If you want people or societies to change, then you have to prove that change is both possible and desirable, to a quorum if not to everyone. That may be a highly reflexive process, or it may not, depending on the situation. Thus the critical process of argumentation and change happens intersubjectively.

The production of knowledge without any specific expectation of change also happens intersubjectively. N. Pepperell takes a strong stand against theories that emphasize intersubjectivity. In a comment to this post, she writes:

I am specifically critical of attempts to centre critical theory on analyses of intersubjectivity – and of the tendency to equate “the social” with “the intersubjective”. Realising that this won’t mean much at this point, my position would be that central dimensions of contemporary society – dimensions that are important for understanding shapes of consciousness, patterns of social reproduction, and potentials for transformations – simply won’t be captured adequately by the attempt to transcend the limitations of theories of the “subject” via theories of the intersubjective constitution of meaning.
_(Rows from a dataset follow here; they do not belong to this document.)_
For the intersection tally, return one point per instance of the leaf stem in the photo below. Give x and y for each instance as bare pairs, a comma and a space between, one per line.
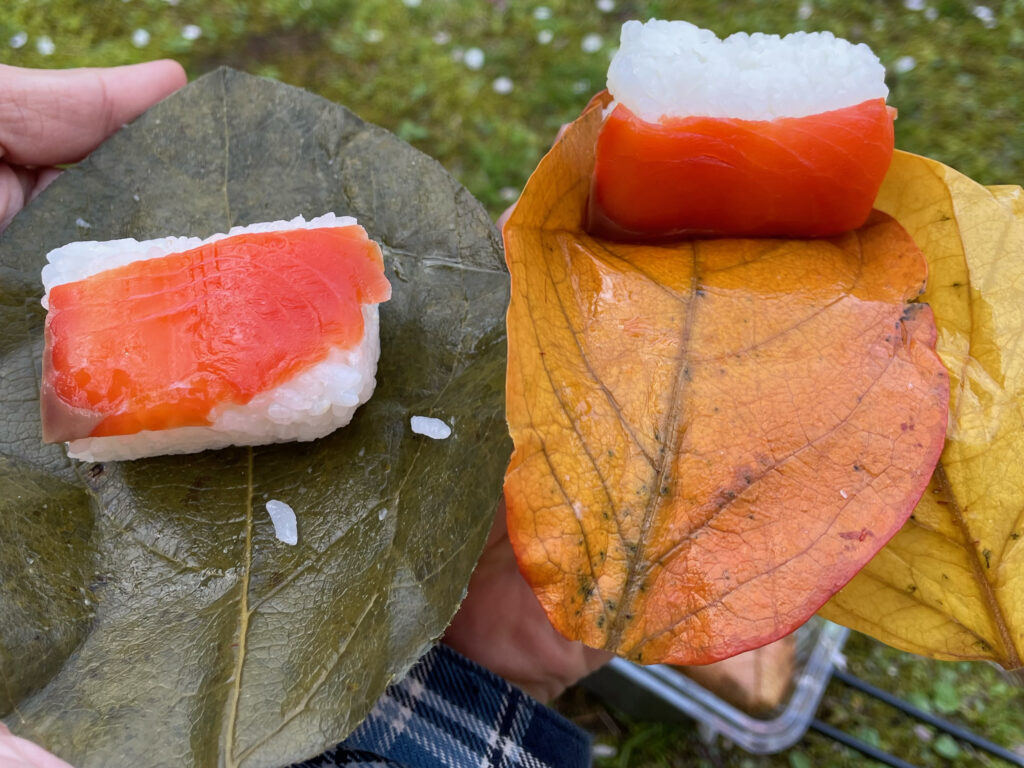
232, 713
1013, 659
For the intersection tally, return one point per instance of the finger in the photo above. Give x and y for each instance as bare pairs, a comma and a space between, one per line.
44, 177
18, 753
15, 188
48, 117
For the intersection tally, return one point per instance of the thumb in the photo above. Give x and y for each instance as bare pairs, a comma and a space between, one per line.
48, 117
17, 753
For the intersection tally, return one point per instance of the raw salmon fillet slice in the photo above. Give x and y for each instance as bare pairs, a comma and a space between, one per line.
158, 343
697, 176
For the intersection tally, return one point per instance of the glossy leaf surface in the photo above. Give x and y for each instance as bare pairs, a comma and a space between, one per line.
713, 436
950, 584
150, 616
If I had to venture a guess, I would guess that NP’s problem with theories of intersubjectivity is that they don’t provide a consistent methodological framework, and don’t take into account the phenomenology (and relevant ideological structures) of our encounters with objects. I can’t be sure because I don’t know exactly what she means by the “central dimensions of contemporary society.”
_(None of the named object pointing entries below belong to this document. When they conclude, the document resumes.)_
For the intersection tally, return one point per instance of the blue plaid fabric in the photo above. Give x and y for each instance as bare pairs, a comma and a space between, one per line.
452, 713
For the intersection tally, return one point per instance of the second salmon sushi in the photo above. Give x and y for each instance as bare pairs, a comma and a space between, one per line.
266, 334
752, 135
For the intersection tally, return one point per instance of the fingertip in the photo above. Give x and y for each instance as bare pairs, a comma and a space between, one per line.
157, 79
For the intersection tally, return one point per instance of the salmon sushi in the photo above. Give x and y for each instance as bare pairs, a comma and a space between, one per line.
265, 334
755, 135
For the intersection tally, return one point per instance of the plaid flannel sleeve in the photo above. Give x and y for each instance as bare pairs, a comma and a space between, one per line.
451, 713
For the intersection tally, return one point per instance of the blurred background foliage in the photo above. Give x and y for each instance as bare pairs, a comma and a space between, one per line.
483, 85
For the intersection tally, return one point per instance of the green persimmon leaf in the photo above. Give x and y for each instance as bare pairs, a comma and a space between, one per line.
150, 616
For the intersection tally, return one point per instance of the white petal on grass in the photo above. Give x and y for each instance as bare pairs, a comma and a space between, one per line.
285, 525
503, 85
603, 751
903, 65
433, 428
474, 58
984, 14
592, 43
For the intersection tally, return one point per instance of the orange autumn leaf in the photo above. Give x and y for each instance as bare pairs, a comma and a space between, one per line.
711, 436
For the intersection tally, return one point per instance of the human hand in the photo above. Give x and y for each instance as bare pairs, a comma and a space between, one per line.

In the sciences, the scientific method is certainly intersubjective, but also consistent: it is an agreed-upon method for producing uniform and objective results. It is true that scientists do not always peer closely into the motivating forces behind the scientific method, and it is also true that psychological and historical analyses of the scientific method have not altered it. If a scientist were to write not only a description of her method, but also a full account of the historical, cultural, and personal factors condensed in an experiment, the analytic question would still not disappear. It would merely become different: “Why these details? Why this confession?” Anthropologists who live amongst their subjects, rather than surveilling or interviewing them, are not necessarily more knowledgeable anthropologists. They are simply creating a different, and possibly less hostile, “clearing” (Martin Heidegger’s term, from the Greek aletheia) in the name of knowledge.

Objects and perceptions are not intersubjective, of course, but statements about objects are since they happen through language.

Similarly, essays written by Derrideans that attempt, mid-stream, to partially or wholly deconstruct themselves by noting slippages and so forth are not exactly wasting our time, but are nonetheless like the party animal on Facebook who ponies up with a glamorous confession. It only means that the invisible foundations of the text are elsewhere.

The most humble and honest that we can be, as speakers, is to speak as objectively as possible and to reach the intersubjective on the far shore of that attempt. If I explain exactly what I know, how I came to understand it, and why I wanted to know it in the first place, without once speaking the dead language of the impersonated Other (as the Jets do in their song), then I give my interlocutor the opportunity to be a true partner with me, making observations about the thing and about myself that I could not possibly have reached. Those observations do not escape the contingent field of intersubjectivity; if they did, the Other would have the authority of God. But they are something new: a spark of conversation, a beginning.

(Update: it occurs to me that Eugene O’Neill’s play The Iceman Cometh is one of the most poignant and devastating investigations into reflexive speech. The lucidity of self-reflection, which is contrasted with the haze of nights at the saloon, is actually so dispiriting and useless that it produces murder, suicide, and bleak depression.)